DonHopkins · on Nov 16, 2021

That reminds me of the line from the HP technical support person from the "X-Windows Disaster" chapter of the "Unix-Haters" handbook:

https://donhopkins.medium.com/the-x-windows-disaster-128d398...

>My super 3D graphics, then, runs only on /dev/crt1, and X windows runs only on /dev/crt0. Of course, this means I cannot move my mouse over to the 3d graphics display, but as the HP technical support person said “Why would you ever need to point to something that you’ve drawn in 3D?”

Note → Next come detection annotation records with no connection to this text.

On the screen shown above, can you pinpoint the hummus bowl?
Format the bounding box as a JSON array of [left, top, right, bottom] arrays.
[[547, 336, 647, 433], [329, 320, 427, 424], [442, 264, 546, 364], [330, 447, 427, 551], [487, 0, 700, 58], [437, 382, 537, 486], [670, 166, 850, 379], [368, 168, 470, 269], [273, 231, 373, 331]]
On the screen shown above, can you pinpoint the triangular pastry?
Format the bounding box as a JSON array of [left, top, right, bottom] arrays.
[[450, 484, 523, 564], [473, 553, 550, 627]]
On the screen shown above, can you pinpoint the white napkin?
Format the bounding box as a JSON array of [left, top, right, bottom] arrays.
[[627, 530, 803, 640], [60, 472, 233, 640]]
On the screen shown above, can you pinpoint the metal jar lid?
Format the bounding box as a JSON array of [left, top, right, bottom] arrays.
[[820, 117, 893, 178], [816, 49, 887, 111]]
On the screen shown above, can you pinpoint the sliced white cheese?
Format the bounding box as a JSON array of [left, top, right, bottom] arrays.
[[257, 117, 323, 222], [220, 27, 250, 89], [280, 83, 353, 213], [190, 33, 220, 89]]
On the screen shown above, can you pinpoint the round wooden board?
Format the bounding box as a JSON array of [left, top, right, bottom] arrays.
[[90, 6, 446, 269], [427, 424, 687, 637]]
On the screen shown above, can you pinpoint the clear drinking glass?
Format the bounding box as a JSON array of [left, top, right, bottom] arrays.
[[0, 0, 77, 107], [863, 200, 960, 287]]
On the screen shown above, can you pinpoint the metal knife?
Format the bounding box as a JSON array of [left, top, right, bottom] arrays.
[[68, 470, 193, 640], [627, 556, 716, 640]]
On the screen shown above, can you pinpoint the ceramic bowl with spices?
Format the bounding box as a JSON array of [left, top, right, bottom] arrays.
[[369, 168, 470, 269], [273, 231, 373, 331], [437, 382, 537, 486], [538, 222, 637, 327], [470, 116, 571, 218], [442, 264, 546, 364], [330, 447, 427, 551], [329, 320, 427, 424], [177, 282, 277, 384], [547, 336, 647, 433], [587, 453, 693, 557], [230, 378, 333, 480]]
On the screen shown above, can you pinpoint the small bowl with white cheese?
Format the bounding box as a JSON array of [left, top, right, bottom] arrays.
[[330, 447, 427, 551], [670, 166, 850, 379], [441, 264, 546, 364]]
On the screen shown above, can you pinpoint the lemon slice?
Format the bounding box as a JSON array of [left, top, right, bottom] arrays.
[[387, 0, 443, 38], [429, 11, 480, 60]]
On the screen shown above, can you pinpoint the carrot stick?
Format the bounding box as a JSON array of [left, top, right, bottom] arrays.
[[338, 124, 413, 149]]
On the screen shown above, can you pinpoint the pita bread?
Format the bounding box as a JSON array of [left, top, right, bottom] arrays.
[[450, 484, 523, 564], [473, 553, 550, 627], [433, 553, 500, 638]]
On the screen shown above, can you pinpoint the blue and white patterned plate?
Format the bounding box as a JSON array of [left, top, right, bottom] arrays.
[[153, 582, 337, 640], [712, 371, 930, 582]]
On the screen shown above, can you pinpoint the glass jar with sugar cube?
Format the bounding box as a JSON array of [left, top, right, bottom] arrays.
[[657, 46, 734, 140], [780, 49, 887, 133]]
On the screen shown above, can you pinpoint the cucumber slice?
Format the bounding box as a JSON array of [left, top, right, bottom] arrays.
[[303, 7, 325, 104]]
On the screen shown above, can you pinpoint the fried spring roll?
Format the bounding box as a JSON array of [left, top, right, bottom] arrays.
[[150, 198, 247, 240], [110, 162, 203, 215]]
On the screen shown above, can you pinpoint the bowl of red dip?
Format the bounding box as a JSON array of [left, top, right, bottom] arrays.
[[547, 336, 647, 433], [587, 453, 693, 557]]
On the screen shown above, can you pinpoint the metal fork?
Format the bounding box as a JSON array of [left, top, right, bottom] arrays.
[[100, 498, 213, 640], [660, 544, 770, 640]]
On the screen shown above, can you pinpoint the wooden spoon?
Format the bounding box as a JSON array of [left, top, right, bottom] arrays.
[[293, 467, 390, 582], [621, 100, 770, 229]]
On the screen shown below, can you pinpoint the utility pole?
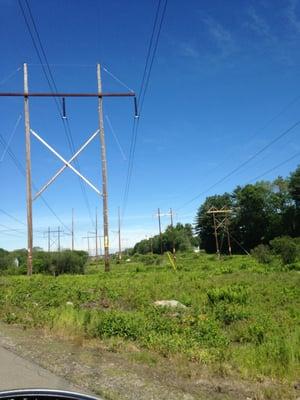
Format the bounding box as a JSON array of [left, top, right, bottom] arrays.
[[72, 208, 74, 251], [24, 64, 33, 276], [0, 63, 134, 275], [95, 207, 98, 258], [57, 226, 60, 252], [207, 206, 232, 258], [97, 64, 110, 272], [157, 208, 163, 254], [170, 208, 176, 258], [118, 207, 122, 261], [226, 218, 232, 256], [48, 226, 50, 253]]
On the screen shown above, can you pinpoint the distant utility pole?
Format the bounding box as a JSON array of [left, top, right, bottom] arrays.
[[48, 226, 50, 253], [0, 64, 138, 275], [24, 64, 33, 276], [170, 208, 176, 257], [157, 208, 163, 254], [95, 207, 98, 258], [44, 226, 64, 253], [71, 208, 74, 251], [57, 227, 60, 252], [207, 206, 232, 258], [96, 64, 110, 272], [118, 207, 122, 261]]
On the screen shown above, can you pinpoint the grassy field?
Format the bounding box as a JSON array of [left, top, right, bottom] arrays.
[[0, 254, 300, 392]]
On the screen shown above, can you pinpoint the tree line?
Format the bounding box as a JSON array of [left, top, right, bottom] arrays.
[[195, 166, 300, 252], [131, 166, 300, 254]]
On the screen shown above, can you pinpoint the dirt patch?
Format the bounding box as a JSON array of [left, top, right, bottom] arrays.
[[0, 323, 296, 400]]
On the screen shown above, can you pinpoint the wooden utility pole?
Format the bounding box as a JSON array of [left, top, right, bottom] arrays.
[[118, 207, 122, 261], [97, 64, 110, 272], [48, 226, 50, 253], [24, 64, 33, 275], [157, 208, 163, 254], [95, 207, 98, 258], [213, 213, 220, 258], [170, 208, 176, 258], [71, 208, 74, 251], [207, 206, 232, 258], [225, 218, 232, 256], [57, 226, 60, 252]]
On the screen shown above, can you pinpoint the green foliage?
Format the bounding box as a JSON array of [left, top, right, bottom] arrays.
[[132, 223, 198, 254], [195, 166, 300, 253], [0, 251, 300, 380], [270, 236, 298, 265], [251, 244, 272, 264], [207, 285, 247, 305]]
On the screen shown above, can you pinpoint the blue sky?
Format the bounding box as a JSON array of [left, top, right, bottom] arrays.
[[0, 0, 300, 249]]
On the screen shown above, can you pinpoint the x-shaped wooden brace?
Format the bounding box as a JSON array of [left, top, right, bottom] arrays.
[[30, 129, 102, 200]]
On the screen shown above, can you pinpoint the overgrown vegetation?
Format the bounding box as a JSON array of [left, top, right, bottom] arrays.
[[196, 166, 300, 252], [0, 253, 300, 388], [0, 248, 88, 275]]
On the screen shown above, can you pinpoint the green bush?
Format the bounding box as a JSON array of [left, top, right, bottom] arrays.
[[207, 285, 247, 305], [251, 244, 272, 264], [270, 236, 297, 265]]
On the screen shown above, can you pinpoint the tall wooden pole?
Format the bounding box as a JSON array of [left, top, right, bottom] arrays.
[[118, 207, 122, 261], [97, 64, 110, 272], [95, 207, 98, 258], [57, 226, 60, 252], [170, 208, 176, 258], [212, 213, 220, 258], [157, 208, 163, 254], [225, 216, 232, 256], [48, 226, 50, 253], [72, 208, 74, 251], [24, 64, 33, 276]]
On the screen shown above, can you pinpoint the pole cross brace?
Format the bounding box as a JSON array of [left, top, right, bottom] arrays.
[[30, 129, 102, 200]]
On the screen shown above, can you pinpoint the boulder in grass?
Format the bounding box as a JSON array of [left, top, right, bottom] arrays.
[[153, 300, 187, 309]]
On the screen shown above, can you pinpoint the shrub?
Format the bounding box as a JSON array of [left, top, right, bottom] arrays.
[[251, 244, 272, 264], [215, 303, 249, 325], [270, 236, 297, 265], [207, 285, 247, 305]]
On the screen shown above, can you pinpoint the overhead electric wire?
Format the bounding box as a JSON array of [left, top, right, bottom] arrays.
[[18, 0, 94, 224], [122, 0, 168, 219], [0, 133, 71, 232], [0, 208, 26, 226], [105, 115, 126, 161], [0, 67, 21, 85], [248, 151, 300, 182], [0, 114, 22, 162], [177, 116, 300, 210]]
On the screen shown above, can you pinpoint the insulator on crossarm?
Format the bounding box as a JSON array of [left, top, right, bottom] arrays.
[[63, 97, 67, 119], [133, 96, 139, 118]]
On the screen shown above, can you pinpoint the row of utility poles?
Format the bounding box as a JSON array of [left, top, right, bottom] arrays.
[[44, 207, 122, 260], [156, 208, 176, 256], [0, 63, 138, 275]]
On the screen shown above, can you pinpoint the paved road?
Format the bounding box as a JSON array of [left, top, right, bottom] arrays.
[[0, 346, 80, 391]]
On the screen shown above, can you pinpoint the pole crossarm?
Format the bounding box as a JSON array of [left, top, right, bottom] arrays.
[[32, 129, 101, 200], [30, 129, 101, 195], [0, 92, 136, 97]]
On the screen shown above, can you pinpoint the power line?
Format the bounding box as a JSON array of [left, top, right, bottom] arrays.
[[177, 116, 300, 210], [0, 114, 22, 162], [122, 0, 168, 219], [0, 67, 22, 85], [0, 133, 70, 231], [18, 0, 93, 224], [248, 151, 300, 182], [0, 208, 26, 226]]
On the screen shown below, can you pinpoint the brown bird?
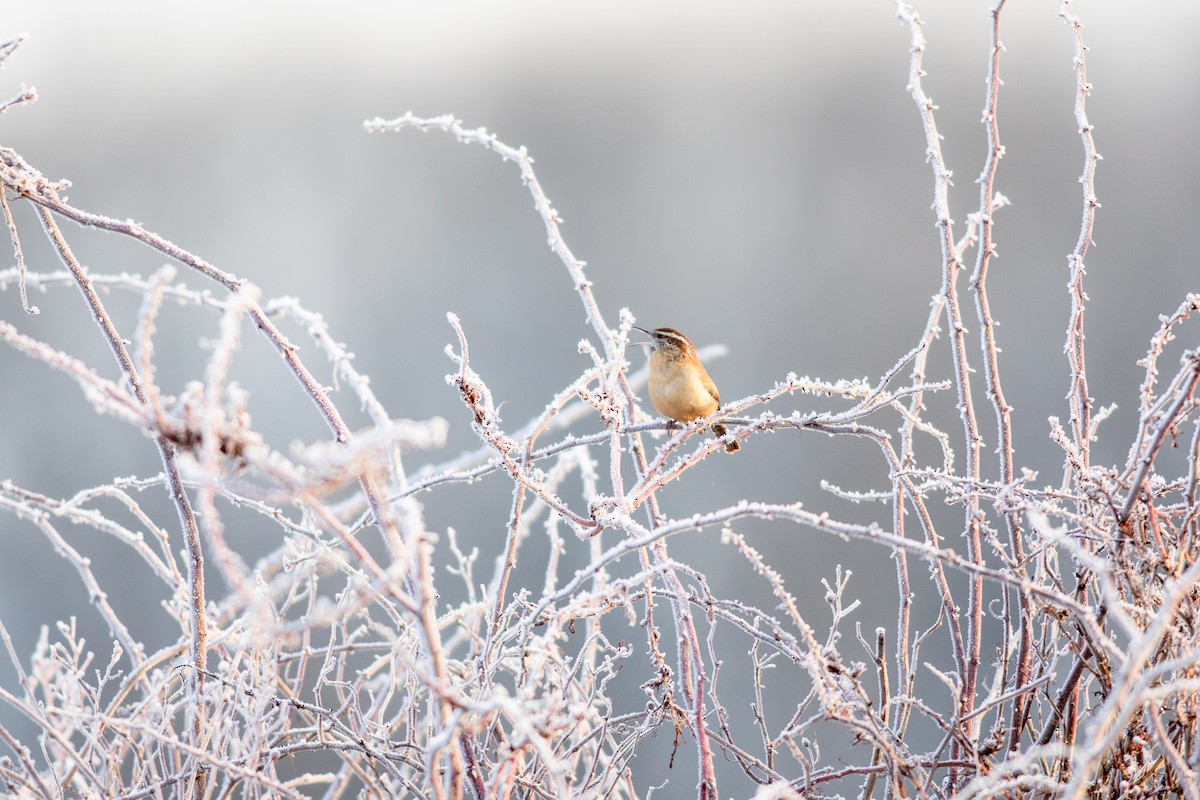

>Of course, HP claims X has a mode which allows you to run X in the overlay planes and “see through” to the graphics planes underneath. But of course, after 3 months of calls to HP technical support, we agreed that that doesn’t actually work with my particular hardware configuration. You see, I have the top-of-the-line Turbo SRX model (not one, but two on a single workstation!), and they’ve only tested it on the simpler, less advanced configurations. When you’ve got a hip, forward-thinking software innovator like Hewlett-Packard, they think running X windows release 2 is pretty advanced.

WithinReason · on Nov 16, 2021

Except in this case the question makes sense, you don't have malloc on the GPU (it only allocates from a fixed array), and without dynamic memory allocation you could just use indices to an array any time you would use a pointer on the CPU. This also makes sense if you transfer your datastructure between GPU and CPU, since you don't need to translate pointers.

my123 · on Nov 16, 2021

You share the same pointers between CPU and GPU. Pointers in structures for example are one of the use cases.

Also as an even more unique option, see cudaHostRegister (on CUDA) to make a CPU buffer not allocated through CUDA accessible from the GPU without a copy, at the same address[1]. This isn’t especially high performance because you have to go through the PCIe bus (on Tegra, this mechanism is even more attractive), it’s however very useful.

Your address space is unified between CPU and GPU, with the same pointers used between both.

[1] at the same address for host allocations registered through that mechanism is only there on recent GPUs. Allocations done through CUDA still share the same address on both worlds on GPUs where this is unsupported.

DonHopkins · on Nov 16, 2021

Right, and you can simply use your finger to point at things you drew on your top-of-the-line Turbo SRX 3D display, instead of your cursor.

What does Brecht Van Lommel know about writing 3D graphics code and GPU kernels, anyway?

https://www.blenderdiplom.com/en/interviews/400-interview-br...

https://devtalk.blender.org/t/2021-08-31-blender-rendering-m...

So the hip, forward-thinking HP technical support person was right after all, decades ago! Makes me wonder why they're not still in business. Such nice hardware! Too bad about the software.

my123 · on Nov 16, 2021

Among other things: C++ on the GPU, with lots of common code between the two worlds.

It’s one of the core reasons why CUDA took off. You could adapt your code instead of a full rewrite, even mixing code within the same file. Types are checked at compile time too.

shmerl · on Nov 16, 2021

I'd take Rust over C++ for the GPU.

my123 · on Nov 16, 2021

I don’t see why you’d want that, but if you want to do it you can.

nvptx64-nvidia-cuda is a Tier 2 Rust target. (see https://doc.rust-lang.org/nightly/rustc/platform-support.htm...)

shmerl · on Nov 16, 2021

I'd ask why wouldn't you want that?

I think this is more promising: https://github.com/EmbarkStudios/rust-gpu

floatboth · on Nov 17, 2021

…and this one is targeting SPIR-V for Vulkan, not some nvptx-stuff :)

MrLeap · on Nov 16, 2021

It would be nice if I could use function pointers in hlsl. It would let me pass a pointers to distance functions around. Doing anything complicated with signed distance fields is a bit hairbrained without them.